I am a final year student and my thesis is based on an implementation of sound wave propagation using the finite deifference time domain on a GPU. I just started the implementation phase of my thesis and i am having difficulty getting started with the programming. I looked at the examples given in the projects folder and in the matrix multiplication example, they use a 1d array to represent a matrix, then when the shared memory is called it becomes a 2d array and is later stored again as a 1d array. this confused me some what. I need to make use of 2d array but the examples only show how to allocate space for 1d arrays. So what I have done is just created arrays without allocating space - double array[width][height] - and that seemed to work up until when I started calculating values for them:

for(int i=0;i<500;i++){
for(int j=0;j<500;j++) {
c1[i][j] = (dt/(Ro[i][j]ddx));
c2[i][j] = ((dt/ddx)
(lamConst[i][j] + (2.0*muConst[i][j])));
c3[i][j] = ((dt/ddx)*lamConst[i][j]);
c4[i][j] = ((dt/ddx)*muConst[i][j]);
}
}

it compiles but during run time the error i get is - Unhandled exception at 0x00401f97 in fdtd.exe: 0xC00000FD: Stack overflow - what does this mean? will I be able to pass these 2d arrays to the GPU memory and use it for compution? im quite confused and I have done quite a bit of reading on getting started. please can some help me.
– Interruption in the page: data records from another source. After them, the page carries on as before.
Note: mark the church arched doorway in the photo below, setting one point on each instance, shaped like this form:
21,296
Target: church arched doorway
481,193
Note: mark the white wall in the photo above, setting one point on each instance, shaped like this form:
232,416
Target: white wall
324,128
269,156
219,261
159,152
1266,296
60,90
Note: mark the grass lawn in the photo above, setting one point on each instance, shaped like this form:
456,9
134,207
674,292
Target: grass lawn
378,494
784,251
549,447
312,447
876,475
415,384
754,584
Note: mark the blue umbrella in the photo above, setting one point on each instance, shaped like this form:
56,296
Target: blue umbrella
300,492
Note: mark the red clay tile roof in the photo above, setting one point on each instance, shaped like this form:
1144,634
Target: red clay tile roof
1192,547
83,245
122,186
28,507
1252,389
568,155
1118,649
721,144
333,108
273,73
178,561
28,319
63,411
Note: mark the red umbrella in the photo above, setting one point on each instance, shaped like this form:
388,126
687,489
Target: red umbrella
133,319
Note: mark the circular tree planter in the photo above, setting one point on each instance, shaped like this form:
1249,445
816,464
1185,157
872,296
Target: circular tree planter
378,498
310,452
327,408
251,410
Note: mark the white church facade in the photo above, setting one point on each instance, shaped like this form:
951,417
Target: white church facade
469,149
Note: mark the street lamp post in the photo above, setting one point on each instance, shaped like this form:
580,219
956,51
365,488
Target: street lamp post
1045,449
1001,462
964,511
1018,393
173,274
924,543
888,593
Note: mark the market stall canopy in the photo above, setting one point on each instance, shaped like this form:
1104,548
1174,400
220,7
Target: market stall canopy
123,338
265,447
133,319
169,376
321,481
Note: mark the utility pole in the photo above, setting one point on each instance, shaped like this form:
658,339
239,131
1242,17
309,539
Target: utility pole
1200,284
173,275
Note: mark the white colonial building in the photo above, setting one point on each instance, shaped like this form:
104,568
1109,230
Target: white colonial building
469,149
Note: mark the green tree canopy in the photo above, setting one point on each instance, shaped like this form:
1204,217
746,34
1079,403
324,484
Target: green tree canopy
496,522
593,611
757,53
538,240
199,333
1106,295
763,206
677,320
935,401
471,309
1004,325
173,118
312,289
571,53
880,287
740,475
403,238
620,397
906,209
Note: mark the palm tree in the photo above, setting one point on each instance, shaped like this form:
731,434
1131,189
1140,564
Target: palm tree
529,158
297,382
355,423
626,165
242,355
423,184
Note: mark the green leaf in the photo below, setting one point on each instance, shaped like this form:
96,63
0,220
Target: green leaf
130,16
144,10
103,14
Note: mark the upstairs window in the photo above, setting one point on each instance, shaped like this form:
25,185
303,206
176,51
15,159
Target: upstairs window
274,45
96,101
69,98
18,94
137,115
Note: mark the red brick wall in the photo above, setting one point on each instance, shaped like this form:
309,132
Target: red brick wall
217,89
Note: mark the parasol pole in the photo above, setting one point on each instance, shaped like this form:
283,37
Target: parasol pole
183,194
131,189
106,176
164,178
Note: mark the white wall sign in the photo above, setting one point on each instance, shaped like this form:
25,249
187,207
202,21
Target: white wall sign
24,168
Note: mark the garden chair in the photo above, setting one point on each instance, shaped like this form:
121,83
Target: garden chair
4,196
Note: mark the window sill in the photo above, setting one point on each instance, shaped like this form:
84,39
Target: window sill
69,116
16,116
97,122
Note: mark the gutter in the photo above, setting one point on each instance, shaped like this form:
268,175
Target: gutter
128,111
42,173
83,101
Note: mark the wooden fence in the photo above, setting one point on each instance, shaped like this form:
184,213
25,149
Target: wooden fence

Well, any n-dimensional array in memory (device, host, whatever) is inherently a 1D array. Saying an array is 2D, 3D, etc. is just a convenience for the programmer.

For example, these are the same:

  • 1D matrix (a vector) with length 100, and index k
  • 2D matrix (10x10) with indices i, j

They are totally the same to the compiler…it just translates Array2D(3,4) into Array1D(34).

So, the array types in CUDA are also provided for the same convenience…you just need to check your indices when converting between the two. As for your specific error, make sure you’re not using more than 16KiB of memory for your kernel, as it would be running out of shared memory. The program may be trying to write to a memory address that doesn’t exist (higher than the 16KiB mark).

EDIT: Also, note that a 500x500 array of ints takes up about 1MiB…so if you’re trying to load them all into shared memory, that could be your problem.

Also, why not just create your array/matrix, then use CUBLAS for the multiplication step?

wow thanx dude that actually made alot of sense concerning the examples and how they reference the indexing.